While the county extended a grace period for appealing initial zoning designations, with fees normally applied to changes in zoning waived; 215 property owners in the area requested that the community be rezoned R-1. A petition was circulated showing everybody was onboard, and county leadership approved the change. After all, allowable densities in Weaverville’s R-2, which are formulaic, fell between those of Buncombe’s R-1 (8 units per acre)and R-2 (12 units per acre).
That was in March, when the Landgrovers were vacationing in Florida. The county sent certified notices to all affected parties, but the Landgrovers’ envelope was held by the post office and eventually returned to sender. Neighbors who spoke during the public hearing sharply criticized the Landgrovers for not arranging to have their mail forwarded and not staying in touch with the community during their vacation. Most incriminating was the fact that the Landgrovers’ son had been staying at their house, and he did not read the zoning notice posted on the wooded lot at the other end of the road.
Neighbors who spoke against the rezoning were concerned the Landgrovers were going to take advantage of the full number of units the R-2 zoning would allow. The Landgrovers argued this was not the case, but they only wanted to hold on to their property rights for their posterity. Fearing a large development, many neighbors spoke of the treacherous traffic conditions extant and argued the roads could not support one more car, let alone 1100. Such arguments overlooked the ability of the Landgrovers to add half that many units and parking spaces with the current R-1 zoning.
Most tellingly, several stressed community rights and democracy. Sure, they said, the Landgrovers had property rights, but community rights and the wishes of the majority trumped that. The whole room seemed possessed with a demon that prevented anybody from respecting the country’s founding documents.

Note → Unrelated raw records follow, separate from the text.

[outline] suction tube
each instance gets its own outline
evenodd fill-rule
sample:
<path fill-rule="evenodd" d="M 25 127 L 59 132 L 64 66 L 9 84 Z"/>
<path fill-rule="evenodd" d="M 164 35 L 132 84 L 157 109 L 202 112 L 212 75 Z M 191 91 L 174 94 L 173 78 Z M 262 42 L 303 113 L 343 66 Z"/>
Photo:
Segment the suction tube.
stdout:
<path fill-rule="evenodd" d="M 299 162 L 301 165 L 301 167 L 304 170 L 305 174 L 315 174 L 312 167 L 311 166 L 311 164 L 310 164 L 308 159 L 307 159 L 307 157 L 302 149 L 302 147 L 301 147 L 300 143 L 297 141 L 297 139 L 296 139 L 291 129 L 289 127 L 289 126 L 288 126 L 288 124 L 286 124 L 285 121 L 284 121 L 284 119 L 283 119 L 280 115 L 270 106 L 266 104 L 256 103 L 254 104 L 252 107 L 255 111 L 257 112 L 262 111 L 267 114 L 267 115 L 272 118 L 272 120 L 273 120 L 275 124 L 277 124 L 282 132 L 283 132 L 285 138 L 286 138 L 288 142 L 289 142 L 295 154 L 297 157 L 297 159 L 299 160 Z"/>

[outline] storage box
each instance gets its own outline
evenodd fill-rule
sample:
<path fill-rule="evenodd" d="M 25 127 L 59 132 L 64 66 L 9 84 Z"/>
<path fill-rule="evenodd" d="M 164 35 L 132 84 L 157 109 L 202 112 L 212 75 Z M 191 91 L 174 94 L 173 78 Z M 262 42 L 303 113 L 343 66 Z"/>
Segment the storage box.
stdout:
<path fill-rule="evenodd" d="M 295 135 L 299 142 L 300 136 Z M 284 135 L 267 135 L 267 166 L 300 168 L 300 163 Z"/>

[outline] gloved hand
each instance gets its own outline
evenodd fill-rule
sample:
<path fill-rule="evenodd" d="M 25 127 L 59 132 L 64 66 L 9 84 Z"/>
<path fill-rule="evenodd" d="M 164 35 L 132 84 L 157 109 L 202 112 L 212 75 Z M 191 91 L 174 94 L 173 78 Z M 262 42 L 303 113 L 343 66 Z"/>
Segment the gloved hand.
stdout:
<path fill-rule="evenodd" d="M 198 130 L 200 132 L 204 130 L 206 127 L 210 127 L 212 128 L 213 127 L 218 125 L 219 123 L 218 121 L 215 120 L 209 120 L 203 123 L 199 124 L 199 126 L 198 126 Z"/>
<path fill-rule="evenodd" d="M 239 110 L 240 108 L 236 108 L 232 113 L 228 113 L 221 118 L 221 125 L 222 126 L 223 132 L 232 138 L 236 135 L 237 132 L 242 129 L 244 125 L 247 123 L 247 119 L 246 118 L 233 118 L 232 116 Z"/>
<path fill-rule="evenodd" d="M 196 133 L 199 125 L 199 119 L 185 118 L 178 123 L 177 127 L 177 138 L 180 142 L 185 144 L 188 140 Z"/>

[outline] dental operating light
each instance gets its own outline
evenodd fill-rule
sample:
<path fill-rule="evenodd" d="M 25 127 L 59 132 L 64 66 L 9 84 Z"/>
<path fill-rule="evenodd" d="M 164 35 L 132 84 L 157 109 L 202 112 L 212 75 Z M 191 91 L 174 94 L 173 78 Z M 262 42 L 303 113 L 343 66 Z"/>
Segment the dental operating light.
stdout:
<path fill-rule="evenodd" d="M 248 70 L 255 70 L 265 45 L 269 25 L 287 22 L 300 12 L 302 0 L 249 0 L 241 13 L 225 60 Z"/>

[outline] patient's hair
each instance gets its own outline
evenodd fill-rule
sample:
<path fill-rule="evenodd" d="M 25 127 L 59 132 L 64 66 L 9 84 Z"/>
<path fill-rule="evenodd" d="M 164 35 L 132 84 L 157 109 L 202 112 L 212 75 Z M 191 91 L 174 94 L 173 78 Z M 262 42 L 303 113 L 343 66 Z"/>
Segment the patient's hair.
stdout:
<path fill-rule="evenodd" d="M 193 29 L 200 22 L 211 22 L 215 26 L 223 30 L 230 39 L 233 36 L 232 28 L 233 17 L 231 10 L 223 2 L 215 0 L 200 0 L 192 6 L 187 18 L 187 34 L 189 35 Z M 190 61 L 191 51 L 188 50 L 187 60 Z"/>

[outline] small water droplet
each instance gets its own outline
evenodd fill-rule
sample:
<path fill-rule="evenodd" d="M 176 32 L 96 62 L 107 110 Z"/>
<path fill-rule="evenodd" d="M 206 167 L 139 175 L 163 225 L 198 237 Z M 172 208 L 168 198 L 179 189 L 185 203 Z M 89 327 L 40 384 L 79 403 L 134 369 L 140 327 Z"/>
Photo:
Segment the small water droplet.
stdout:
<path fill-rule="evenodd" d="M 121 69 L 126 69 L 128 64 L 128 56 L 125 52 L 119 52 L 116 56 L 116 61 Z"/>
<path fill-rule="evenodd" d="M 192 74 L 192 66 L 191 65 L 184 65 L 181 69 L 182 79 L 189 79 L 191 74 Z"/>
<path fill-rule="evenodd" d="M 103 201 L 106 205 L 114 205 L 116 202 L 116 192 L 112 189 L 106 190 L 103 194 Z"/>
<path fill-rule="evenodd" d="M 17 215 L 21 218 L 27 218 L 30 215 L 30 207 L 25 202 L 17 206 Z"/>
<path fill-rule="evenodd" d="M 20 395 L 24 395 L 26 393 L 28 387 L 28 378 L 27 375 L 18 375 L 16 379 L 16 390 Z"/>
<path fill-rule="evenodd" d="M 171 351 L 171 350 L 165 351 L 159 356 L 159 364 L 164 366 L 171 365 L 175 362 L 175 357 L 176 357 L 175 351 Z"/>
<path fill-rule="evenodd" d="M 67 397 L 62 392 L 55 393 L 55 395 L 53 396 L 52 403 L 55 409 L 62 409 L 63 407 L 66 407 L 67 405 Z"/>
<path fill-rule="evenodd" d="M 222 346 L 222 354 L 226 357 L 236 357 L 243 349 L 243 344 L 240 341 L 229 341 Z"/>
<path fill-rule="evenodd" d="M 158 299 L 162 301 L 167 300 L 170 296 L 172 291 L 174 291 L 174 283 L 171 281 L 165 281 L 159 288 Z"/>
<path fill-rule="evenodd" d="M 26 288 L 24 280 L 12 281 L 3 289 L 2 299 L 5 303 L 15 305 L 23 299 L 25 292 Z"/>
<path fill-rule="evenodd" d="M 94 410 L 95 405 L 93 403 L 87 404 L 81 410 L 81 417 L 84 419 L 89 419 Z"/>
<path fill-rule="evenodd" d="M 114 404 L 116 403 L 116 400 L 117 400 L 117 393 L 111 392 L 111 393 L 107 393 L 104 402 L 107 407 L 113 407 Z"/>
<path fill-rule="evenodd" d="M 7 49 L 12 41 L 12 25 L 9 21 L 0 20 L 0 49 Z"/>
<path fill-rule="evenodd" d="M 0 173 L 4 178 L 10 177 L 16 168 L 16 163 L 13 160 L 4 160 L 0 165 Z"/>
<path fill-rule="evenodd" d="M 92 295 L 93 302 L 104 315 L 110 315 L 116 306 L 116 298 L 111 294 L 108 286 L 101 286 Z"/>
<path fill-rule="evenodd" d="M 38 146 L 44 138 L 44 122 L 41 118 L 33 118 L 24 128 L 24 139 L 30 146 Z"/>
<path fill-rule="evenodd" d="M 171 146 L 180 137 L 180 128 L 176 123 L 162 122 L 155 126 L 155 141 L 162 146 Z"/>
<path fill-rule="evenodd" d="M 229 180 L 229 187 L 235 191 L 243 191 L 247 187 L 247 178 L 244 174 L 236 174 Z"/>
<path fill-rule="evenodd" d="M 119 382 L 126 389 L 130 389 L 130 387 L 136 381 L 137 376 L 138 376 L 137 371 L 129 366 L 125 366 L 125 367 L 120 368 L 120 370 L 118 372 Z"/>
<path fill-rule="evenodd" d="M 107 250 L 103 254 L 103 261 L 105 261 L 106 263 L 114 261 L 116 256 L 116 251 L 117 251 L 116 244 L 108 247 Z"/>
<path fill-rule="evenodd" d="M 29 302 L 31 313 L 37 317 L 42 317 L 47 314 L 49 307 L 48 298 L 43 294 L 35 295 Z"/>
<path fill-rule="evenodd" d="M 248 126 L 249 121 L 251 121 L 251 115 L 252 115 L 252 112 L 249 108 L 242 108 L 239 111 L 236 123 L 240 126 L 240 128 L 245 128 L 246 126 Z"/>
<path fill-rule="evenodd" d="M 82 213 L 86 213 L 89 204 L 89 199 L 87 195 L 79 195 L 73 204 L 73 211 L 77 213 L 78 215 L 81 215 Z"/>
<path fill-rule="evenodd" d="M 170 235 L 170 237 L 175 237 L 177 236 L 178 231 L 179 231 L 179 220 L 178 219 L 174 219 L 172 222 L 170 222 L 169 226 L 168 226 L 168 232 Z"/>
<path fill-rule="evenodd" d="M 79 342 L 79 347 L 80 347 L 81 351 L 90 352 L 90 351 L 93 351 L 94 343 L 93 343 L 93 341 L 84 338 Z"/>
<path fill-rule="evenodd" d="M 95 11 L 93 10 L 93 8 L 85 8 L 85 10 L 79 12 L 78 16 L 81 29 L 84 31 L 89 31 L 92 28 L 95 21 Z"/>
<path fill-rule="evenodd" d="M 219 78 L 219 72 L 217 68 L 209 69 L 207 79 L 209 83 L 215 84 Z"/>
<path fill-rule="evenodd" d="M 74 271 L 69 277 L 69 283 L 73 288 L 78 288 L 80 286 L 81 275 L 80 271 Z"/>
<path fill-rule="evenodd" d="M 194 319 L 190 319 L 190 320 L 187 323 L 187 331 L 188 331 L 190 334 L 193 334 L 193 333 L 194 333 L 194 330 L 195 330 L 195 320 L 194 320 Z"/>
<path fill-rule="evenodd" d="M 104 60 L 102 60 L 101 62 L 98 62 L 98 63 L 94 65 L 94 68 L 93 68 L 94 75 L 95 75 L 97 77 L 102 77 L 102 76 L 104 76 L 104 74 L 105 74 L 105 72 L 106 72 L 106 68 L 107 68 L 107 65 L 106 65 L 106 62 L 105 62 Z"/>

This country was based on the idea that man was endowed by his Creator with rights to life, liberty, and the pursuit of happiness. Property rights were implicit. How could somebody pursue happiness if every time he turned around somebody was stealing his guitar or paving over or burning down his house? Original intent traditions have it that the founders defined rights as things a person can do without coercing anybody else to participate. It stands to reason a Creator could bestow these rights on a person, but since another tenet in the founding documents is freedom of assembly, it is difficult to see how a Creator would preordain the groups each person would join so he could endow those associations with rights. Exposed, community rights are nothing more than a rationale invoked for exerting control over others.
As for the democracy part, the founding documents established a Constitutional Republic to make sure each free spirit could follow his own bliss, his own muse, his own conscience without being made to conform to something like a state church. The founders tried to prevent tyranny from raising its ugly head on this soil forevermore; tyranny of the majority included.
The sad fact is we are now in a country of community rights and democracy because that’s what kids graduating from public schools and colleges learn. Then, they elect champions of community rights to rule and judge and dip a toe in the footsteps of Leon Trotsky. Fifty years ago, the notion of enforcing community rights on American soil would be unthinkable, but its infiltration of modern thought may be seen with a simple Google.
Back to the story, the Landgrovers and one resident, Ann Bollinger, had a difference of opinion about who signed whom up for the zoning change. Truempy indicated staff felt the available evidence was in favor of the Landgrover’s side of the story, that they had not received notification. What’s more, after the county had sent out the notices, and after the commissioners approved rezoning the swath of land R-1, a technicality was uncovered.
Brenda Landgrover said it was not a technicality, but a provision inserted in the law expressly to protect people like her from situations like the one at-hand. The overlooked clause required additional noticing when land was to be rezoned by a party other than the owner. The county had fallen short of this requirement, assuming at the time that the Landgrovers had been all-in.
Most commissioners who spoke indicated they would not have voted as they did had they known the Landgrovers were not supportive of the change. Mike Fryar had a long turn at the mic. He asked how much the brouhaha had cost the county. To date, $7947 had been spent. He told how neighbors had moved into his viewshed in Fairview. He adjusted, accommodated, and put up a fence. If the community wanted to keep the views, he suggested they take up a collection to make the Landgrovers an offer to put the land in a conservancy. “You’re asking us to tell people what to do with their property,” he told the neighbors.
Joe Belcher wanted people to realize that the commissioners had no jurisdiction over roads. The county neither owns nor maintains them. Complaints about traffic should be referred to the NC DOT, which conducts traffic assessments and can make improvements.
Chair David Gantt argued the law was clear, and when the law isn’t followed, the result is called chaos. There had been an error in the noticing, and so the Landgrovers had a right to revert their zoning. “We’re gonna put him back where he was before this happened,” said Gantt. “It could be you, next.”
It wouldn’t be a commissioners’ meeting without Ellen Frost taking a potshot at the Republican-led state legislature. And this she did, blaming Raleigh for dissolving the ETJ’s in the first place. Only Brownie Newman voted against the measure.